Suppose I want to ask about all the parents of all pre-schoolers in my database
Let's add another field to Person:
persistent class Person {
PtString name; //PtString is a POET class declared in POET.HXX
short age;
cset<Person*> children; //Each person has a set of children
}
PersonQuery parent,children; //We're going to compose a query from two subqueries
children.Setage(5,PtLT); //Set up a query about pre-schoolers
parent.Setchildren(1,PtGTE,&children); //Query about parents of pre-schoolers
allPeople->Query(&parent,result); //Poll the Person objbase
You can set up indexes for queries:
Why might value-based queries like those above be slow?
Speed-up solution: add an explicit index to a class: use person's name and zipcode
persistent class Person {
PtString name; //PtString is a POET class declared in POET.HXX
short age;
cset<Person*> children; //Each person has a set of children
Address address;
useindex PersonIndex;
}
class address { //Another class used to define address field
PtString street,city;
int zip;
}
indexdef PersonIndex:Person {
PtString name;
address.zip;
}
Query class will use PersonIndex to set up faster queries
but indexes take up space, too
You may not want to store all the data in a persistent class
So POET lets you declare transient members
persistent class Person {
PtString name; //PtString is a POET class declared in POET.HXX
short age;
cset<Person*> children; //Each person has a set of children
Address address;
useindex PersonIndex;
transient WINDOW *viewer; //POET won't store a WINDOW in database
}
May need to initialize transient data member in your own constructor:
public:
Person(PtBase* base, PtObjId *id, PtPtr2SurrTuple*& info) : //POET constructor
PtObject(base, id, info) //Still inherit POET's constructor
{ viewer = new PersonDialog; } //Initialize transient member, viewer
You may want to ensure consistency of database by declaring dependencies:
persistent class Person {
depend Person* allter_ego; //Link from Clark Kent to Superman
//If you delete Clark Kent, POET will automatically delete Superman, too!

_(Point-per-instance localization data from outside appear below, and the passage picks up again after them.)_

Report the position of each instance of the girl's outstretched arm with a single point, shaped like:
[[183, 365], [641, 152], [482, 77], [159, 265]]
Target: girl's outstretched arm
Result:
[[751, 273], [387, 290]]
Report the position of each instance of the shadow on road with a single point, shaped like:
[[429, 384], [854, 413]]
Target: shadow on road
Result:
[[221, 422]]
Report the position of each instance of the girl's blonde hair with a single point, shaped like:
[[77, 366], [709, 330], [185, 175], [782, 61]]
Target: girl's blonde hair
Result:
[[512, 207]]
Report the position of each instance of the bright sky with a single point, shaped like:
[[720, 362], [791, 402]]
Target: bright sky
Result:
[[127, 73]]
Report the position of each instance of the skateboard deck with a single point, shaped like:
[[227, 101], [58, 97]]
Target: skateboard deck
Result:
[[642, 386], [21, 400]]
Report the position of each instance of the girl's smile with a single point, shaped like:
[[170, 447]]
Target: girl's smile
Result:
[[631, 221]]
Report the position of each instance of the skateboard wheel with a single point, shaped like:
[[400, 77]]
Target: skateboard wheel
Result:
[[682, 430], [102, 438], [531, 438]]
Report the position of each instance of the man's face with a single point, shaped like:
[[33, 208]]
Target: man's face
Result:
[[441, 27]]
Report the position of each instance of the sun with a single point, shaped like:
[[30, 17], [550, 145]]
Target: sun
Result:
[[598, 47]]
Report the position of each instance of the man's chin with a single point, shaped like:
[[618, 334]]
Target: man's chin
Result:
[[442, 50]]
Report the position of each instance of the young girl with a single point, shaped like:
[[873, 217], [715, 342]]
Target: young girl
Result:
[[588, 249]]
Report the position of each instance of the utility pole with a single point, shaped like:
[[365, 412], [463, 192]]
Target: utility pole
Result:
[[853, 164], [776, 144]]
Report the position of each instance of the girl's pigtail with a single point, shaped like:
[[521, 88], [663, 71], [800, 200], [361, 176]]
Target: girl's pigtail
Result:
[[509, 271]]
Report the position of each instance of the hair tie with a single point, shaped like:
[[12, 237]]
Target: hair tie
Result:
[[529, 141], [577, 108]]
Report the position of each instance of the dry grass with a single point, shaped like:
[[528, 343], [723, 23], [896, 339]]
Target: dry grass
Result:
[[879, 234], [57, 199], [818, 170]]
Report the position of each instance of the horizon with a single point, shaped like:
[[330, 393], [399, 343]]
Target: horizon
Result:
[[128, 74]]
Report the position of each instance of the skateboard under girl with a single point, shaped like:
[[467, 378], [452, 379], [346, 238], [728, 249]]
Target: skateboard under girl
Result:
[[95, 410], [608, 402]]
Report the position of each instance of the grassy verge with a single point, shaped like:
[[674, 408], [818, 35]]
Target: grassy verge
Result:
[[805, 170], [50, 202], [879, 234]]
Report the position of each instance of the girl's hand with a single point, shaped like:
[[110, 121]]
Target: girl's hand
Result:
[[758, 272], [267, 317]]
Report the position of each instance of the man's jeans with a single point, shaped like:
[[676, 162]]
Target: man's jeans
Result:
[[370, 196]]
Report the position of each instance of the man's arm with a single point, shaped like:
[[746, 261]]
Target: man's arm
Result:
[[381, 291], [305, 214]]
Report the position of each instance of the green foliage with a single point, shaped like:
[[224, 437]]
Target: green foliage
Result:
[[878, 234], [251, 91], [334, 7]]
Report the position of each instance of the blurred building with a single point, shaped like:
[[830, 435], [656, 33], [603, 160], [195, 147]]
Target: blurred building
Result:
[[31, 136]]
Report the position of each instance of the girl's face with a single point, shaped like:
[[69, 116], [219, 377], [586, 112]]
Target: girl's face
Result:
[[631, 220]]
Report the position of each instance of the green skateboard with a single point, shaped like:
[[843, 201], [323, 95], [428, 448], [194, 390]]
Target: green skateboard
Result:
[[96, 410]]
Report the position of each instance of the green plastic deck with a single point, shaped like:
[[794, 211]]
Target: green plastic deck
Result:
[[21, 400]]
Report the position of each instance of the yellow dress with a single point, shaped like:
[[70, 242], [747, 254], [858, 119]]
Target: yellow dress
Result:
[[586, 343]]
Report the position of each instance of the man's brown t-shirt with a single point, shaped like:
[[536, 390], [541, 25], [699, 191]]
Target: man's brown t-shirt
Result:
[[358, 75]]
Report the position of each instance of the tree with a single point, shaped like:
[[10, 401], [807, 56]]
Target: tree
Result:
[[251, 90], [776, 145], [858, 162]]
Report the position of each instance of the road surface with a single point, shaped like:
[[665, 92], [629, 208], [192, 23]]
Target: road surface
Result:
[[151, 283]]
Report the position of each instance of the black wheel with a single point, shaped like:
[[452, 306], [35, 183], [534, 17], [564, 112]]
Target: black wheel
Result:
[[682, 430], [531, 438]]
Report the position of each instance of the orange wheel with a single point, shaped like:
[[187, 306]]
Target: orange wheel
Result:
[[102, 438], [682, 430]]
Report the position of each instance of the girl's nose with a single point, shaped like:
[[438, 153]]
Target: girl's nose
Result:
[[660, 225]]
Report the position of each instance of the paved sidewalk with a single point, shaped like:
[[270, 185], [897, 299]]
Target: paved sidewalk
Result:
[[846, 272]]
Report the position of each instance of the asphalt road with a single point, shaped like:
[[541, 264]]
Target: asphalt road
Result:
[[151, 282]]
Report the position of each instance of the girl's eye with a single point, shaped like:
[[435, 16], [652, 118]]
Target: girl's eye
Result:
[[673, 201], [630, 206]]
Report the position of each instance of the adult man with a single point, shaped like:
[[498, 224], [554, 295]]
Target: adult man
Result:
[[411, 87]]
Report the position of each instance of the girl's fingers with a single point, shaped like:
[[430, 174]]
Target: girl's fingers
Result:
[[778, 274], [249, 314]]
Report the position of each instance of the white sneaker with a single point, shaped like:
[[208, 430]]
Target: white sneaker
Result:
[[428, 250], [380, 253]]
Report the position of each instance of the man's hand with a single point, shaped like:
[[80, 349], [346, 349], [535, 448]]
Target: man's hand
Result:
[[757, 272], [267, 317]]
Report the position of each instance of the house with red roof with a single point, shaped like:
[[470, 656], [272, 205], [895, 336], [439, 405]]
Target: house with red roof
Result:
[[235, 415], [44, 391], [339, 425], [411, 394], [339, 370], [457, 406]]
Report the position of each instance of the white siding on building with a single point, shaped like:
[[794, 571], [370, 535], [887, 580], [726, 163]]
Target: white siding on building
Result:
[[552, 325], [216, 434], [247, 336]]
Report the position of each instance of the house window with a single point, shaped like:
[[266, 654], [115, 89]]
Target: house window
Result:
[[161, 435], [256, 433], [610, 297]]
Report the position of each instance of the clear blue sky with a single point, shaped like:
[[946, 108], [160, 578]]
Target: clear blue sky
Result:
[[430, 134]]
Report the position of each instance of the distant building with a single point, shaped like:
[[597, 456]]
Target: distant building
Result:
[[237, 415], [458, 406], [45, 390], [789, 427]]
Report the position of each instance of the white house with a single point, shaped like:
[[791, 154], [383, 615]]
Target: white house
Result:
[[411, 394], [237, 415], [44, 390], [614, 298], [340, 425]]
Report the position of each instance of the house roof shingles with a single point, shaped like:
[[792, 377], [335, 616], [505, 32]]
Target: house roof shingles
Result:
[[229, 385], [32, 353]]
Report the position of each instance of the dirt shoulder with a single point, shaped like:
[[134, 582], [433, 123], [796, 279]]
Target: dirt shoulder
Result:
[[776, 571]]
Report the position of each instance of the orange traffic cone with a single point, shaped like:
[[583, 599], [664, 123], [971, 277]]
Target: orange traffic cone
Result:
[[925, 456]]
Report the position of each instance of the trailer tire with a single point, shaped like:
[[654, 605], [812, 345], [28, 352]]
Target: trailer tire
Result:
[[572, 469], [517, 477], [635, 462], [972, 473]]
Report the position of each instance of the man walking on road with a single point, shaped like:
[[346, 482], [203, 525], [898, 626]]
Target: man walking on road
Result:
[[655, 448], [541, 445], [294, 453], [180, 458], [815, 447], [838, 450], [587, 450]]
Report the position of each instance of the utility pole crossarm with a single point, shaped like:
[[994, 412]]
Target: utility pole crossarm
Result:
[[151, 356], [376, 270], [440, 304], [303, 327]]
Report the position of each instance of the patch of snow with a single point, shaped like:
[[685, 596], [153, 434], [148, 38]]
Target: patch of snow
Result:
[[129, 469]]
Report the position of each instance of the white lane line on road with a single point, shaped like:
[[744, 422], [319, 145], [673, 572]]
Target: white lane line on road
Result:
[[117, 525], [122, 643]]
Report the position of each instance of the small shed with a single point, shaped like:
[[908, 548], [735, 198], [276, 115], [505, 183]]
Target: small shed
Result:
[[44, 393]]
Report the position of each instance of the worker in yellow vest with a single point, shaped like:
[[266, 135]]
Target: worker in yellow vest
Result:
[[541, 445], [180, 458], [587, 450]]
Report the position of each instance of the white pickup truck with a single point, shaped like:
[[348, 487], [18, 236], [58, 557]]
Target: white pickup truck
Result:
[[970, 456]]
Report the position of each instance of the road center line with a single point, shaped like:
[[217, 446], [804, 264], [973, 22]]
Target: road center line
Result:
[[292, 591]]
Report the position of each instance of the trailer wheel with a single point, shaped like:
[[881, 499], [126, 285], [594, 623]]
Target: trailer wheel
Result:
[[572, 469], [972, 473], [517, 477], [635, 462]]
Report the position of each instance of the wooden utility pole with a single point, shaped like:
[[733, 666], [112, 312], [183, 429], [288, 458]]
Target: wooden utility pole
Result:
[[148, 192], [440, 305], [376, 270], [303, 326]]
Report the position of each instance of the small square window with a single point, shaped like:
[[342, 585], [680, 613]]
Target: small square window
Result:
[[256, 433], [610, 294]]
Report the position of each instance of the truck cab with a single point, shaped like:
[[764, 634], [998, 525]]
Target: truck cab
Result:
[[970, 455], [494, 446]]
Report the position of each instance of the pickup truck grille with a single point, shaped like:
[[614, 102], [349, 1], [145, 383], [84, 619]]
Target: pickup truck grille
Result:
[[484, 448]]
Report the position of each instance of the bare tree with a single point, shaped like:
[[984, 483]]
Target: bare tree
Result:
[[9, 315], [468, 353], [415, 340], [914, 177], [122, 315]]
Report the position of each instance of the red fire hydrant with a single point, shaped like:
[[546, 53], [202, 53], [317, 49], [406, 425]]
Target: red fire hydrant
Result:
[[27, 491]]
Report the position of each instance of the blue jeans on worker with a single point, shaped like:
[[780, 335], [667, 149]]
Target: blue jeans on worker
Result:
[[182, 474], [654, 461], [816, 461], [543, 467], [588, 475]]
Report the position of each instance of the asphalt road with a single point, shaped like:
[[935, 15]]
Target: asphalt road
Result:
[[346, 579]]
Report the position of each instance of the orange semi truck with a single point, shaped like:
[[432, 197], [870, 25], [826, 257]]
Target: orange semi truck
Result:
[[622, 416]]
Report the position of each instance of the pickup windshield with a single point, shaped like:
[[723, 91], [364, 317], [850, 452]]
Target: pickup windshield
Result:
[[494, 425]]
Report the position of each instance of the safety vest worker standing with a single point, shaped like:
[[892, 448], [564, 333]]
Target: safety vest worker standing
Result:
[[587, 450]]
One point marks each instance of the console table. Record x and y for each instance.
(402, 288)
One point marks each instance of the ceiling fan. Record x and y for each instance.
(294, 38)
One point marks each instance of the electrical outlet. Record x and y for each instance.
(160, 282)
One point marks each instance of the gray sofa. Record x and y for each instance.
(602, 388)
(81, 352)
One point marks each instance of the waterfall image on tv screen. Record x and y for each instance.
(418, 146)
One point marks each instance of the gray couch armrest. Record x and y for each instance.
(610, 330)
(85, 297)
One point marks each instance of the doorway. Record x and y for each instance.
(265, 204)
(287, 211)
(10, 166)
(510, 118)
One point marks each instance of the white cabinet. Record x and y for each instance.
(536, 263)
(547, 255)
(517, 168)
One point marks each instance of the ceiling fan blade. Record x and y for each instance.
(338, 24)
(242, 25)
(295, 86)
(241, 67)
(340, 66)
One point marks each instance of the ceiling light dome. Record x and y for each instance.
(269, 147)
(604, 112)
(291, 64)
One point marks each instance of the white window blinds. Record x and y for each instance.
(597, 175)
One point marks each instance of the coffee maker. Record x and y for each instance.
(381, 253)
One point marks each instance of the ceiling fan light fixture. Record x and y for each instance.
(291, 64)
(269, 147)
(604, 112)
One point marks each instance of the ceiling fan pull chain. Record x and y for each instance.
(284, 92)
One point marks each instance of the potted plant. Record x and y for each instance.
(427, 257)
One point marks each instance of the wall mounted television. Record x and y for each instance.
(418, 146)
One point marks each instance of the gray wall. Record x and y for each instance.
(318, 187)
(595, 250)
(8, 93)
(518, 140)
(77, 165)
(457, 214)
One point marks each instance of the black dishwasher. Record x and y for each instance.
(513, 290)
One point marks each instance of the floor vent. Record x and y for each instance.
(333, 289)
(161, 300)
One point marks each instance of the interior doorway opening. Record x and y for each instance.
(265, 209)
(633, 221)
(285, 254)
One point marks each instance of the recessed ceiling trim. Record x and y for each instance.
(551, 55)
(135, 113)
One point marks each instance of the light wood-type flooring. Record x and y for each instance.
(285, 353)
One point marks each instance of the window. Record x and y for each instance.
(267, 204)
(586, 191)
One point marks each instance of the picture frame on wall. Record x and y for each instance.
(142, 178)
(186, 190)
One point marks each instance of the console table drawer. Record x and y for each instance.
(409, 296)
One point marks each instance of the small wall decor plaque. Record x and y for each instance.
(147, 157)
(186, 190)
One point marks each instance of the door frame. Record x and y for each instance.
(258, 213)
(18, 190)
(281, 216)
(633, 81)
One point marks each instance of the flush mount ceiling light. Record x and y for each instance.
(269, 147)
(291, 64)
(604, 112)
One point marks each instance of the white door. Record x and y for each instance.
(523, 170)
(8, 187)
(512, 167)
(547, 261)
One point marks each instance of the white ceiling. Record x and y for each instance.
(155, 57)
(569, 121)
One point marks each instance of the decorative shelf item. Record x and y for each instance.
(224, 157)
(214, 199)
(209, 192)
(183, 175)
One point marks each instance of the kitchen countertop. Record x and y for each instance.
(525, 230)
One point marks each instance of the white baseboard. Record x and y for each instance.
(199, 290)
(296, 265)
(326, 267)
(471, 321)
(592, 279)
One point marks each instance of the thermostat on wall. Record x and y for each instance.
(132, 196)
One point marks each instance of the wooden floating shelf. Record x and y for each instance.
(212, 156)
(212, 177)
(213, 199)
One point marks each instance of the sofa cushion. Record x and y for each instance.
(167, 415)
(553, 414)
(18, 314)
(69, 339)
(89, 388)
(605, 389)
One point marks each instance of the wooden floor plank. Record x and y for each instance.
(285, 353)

Other OODBs provide richer syntax for inverse relationships
e.g., setParent <==> setChildren
Suppose an object is linked to other objects in a database?
How can this be a problem for database retrieval? - how much to retrieve?
Could spend a lot of time retrieving a network of objects, & could overwhelm memory
Need transparent buffering--read in as much as necessary?
POET implements a template class called ondemand which resolves references as needed:
persistent class Person { ...
ondemand<Person> children;
Then explicitly assign and get references as needed:
Person* Father = new Person;
Person* Child = new Person;
Father->Assign(objbase);
Father->Child.SetReference(Child); //Set ondemand reference
Father->Store(); //Father has a reference to Child person in objbase
Person* pChild(); //Suppose I want to load Father's child into memory
Father->Child.Get(pChild); //pChild now points to Child via Father's reference
Version control--i.e., keeping track of previous versions of code (classes)
Why is version control an important issue for OODBs?
When class structure changes (as Person has during this lecture!), what happens to DB?
Don't want to lose data, and don't want to write conversion routines!
Database manager should know when a class has changed and convert all objects in DB
POET creates a class dictionary, recording schema for each persistent class in database
When POET creates a database for a class, it stores a schema based on its declaration
When POET detects a change in class declaration it automatically registers the changes
"New version of class 'Person'."
but user must convert the data, using the class browser